EPEEC Project Fosters Heterogeneous HPC Programming in Europe

In this special guest feature from Scientific Computing World, Robert Roe talks to Antonio Peña EPEEC, project coordinator and senior researcher for the Barcelona Supercomputing Centre about progress on a European programming framework for HPC.

Antonio Peña from the Barcelona Supercomputing Centre

European researchers are working on a new programming environment for exascale computing that aims to make using these systems more efficient and programmers more productive.

The European Programming Environment for Programming Productivity of Heterogeneous Supercomputers (EPEEC) is a project that aims to combine European made tools for programming models and performance tools that could help to relieve the burden of targeting highly-heterogeneous supercomputers. It is hoped that this project will make researchers jobs easier as they can more effectively use large scale HPC systems.

As the (HPC) community works tirelessly to address the heterogeneity of upcoming exascale computers, users must be able to effectively use different architectures of processing units such as GPUs and FPGAs, heterogeneous memory systems including non-volatile and persistent memories, and networking.

The EPEEC project is aiming to overcome this challenge, having compiled five software components developed by European research institutions and companies to fine-tune and develop these tools for its programming environment. All of these tools already exist and are known to the HPC community, but, by combining these tools and integrating them and developing new features EPEEC researchers hope to develop a stable and productive platform for exascale computing.

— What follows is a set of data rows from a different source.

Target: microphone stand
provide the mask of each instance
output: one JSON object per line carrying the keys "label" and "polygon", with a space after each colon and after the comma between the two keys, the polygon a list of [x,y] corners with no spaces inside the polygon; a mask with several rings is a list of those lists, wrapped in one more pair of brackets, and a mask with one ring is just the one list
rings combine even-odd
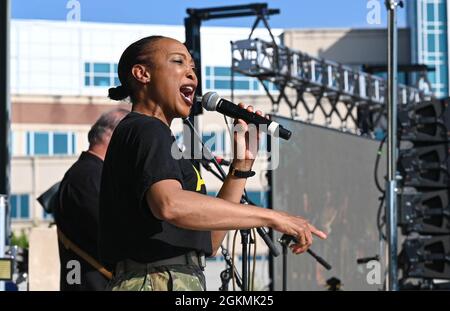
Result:
{"label": "microphone stand", "polygon": [[282,291],[287,291],[287,249],[288,244],[280,242],[283,247],[283,287]]}
{"label": "microphone stand", "polygon": [[[209,148],[203,143],[201,136],[195,130],[194,125],[191,123],[191,121],[189,119],[184,119],[183,121],[185,124],[187,124],[189,126],[189,128],[192,130],[192,132],[197,137],[197,139],[200,141],[200,143],[203,147],[202,158],[204,160],[208,161],[209,163],[214,164],[214,166],[217,168],[217,170],[219,171],[219,174],[220,174],[220,176],[218,174],[215,174],[215,176],[218,177],[221,181],[224,181],[227,174],[225,173],[223,168],[219,165],[216,158],[212,155],[211,150],[209,150]],[[203,161],[200,161],[200,162],[202,163]],[[204,163],[202,163],[202,164],[204,165]],[[209,168],[209,169],[207,168],[207,170],[211,171],[211,168]],[[243,204],[248,203],[251,205],[255,205],[247,197],[246,190],[244,190],[244,195],[241,198],[241,203],[243,203]],[[273,243],[272,239],[267,234],[267,231],[264,228],[256,228],[256,230],[257,230],[258,234],[261,236],[261,238],[264,240],[264,242],[266,243],[266,245],[269,248],[272,255],[275,257],[279,256],[280,251],[277,249],[277,247]],[[240,287],[241,287],[242,291],[248,291],[248,284],[249,284],[249,280],[248,280],[248,262],[249,262],[248,246],[249,246],[250,229],[240,230],[240,233],[241,233],[241,242],[242,242],[242,286],[240,286]],[[223,249],[224,248],[222,247],[222,250]],[[230,265],[230,267],[233,269],[235,275],[237,275],[236,267],[232,265],[231,260],[230,260],[230,263],[231,264],[229,264],[227,261],[227,264]],[[224,287],[224,286],[222,285],[222,287]]]}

EPEEC project coordinator and senior researcher for the Barcelona Supercomputing Center (BSC), Antonio Peña, explains that he and his colleagues saw a gap in the market for tools that could support researchers trying to make use of large HPC systems. ‘We found that in Europe there were a lot of pieces of technology that could be used together as a programming environment for exascale but, first, they needed some improvements and there needed to be some improvements to make them play better together.

Optimizing exascale

“All of the programming environment components already existed so apart from the integration we are adding features in the components themselves. For example, in OmpSs we are adding the capability to combine it with OpenACC and also with OpenMP offloading so that we get higher programming productivity when using heterogeneous systems like GPUs,” 
added Peña.

Directive based offloading will help domain scientists to better exploit parallelism in their code without the need for significant experience in parallel programming languages.

Offloading is needed to use devices like accelerators so you can offload to those devices, the parts of the code that are more suitable to be executed in those architectures and leave the CPU to do what it does best. This allows you to efficiently use all of the hardware resources that are available,” added Peña.

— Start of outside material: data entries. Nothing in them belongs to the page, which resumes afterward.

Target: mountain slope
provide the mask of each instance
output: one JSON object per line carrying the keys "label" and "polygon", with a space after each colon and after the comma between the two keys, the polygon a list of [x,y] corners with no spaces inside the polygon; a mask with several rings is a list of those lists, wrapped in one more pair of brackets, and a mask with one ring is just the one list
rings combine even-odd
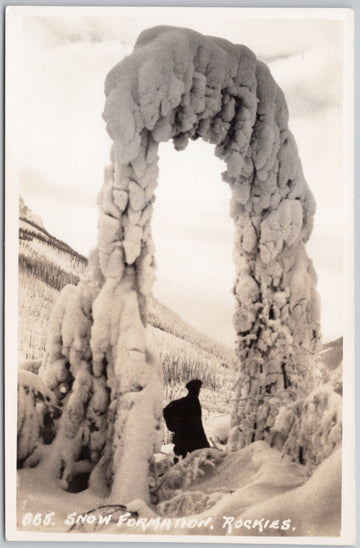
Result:
{"label": "mountain slope", "polygon": [[[20,208],[20,213],[26,209]],[[20,218],[20,361],[41,358],[57,296],[65,285],[79,282],[86,266],[85,257],[49,234],[40,218],[32,213],[30,218]],[[230,348],[193,328],[156,298],[150,300],[148,334],[159,350],[167,401],[185,395],[184,385],[191,378],[200,378],[204,420],[209,413],[229,412],[232,380],[228,369],[234,362]]]}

The project is integrating and improving five components used in HPC today, namely OmpSs, GASPI, Parallelware, ArgoDSM and existing performance tools from the BSC.

While the EPEEC project is building on these software components each has its own place in the HPC software stack. OmpSs is a shared-memory programming model based on directives and tasking, forerunner of initiatives for the OpenMP Standard. In the context of EPEEC, OmpSs is being developed to include accelerator directives and tasking within accelerators, seeking to make an impact on the OpenMP and OpenACC standardization bodies.

If successful this could lead to improved programming model composability. Additionally, the developments of a distributed-shared memory backend on top of the ArgoDSM middleware to seamlessly distribute OmpSs workloads across compute nodes will ease cluster deployments while optimizing performance with respect to state-of-the-art solutions.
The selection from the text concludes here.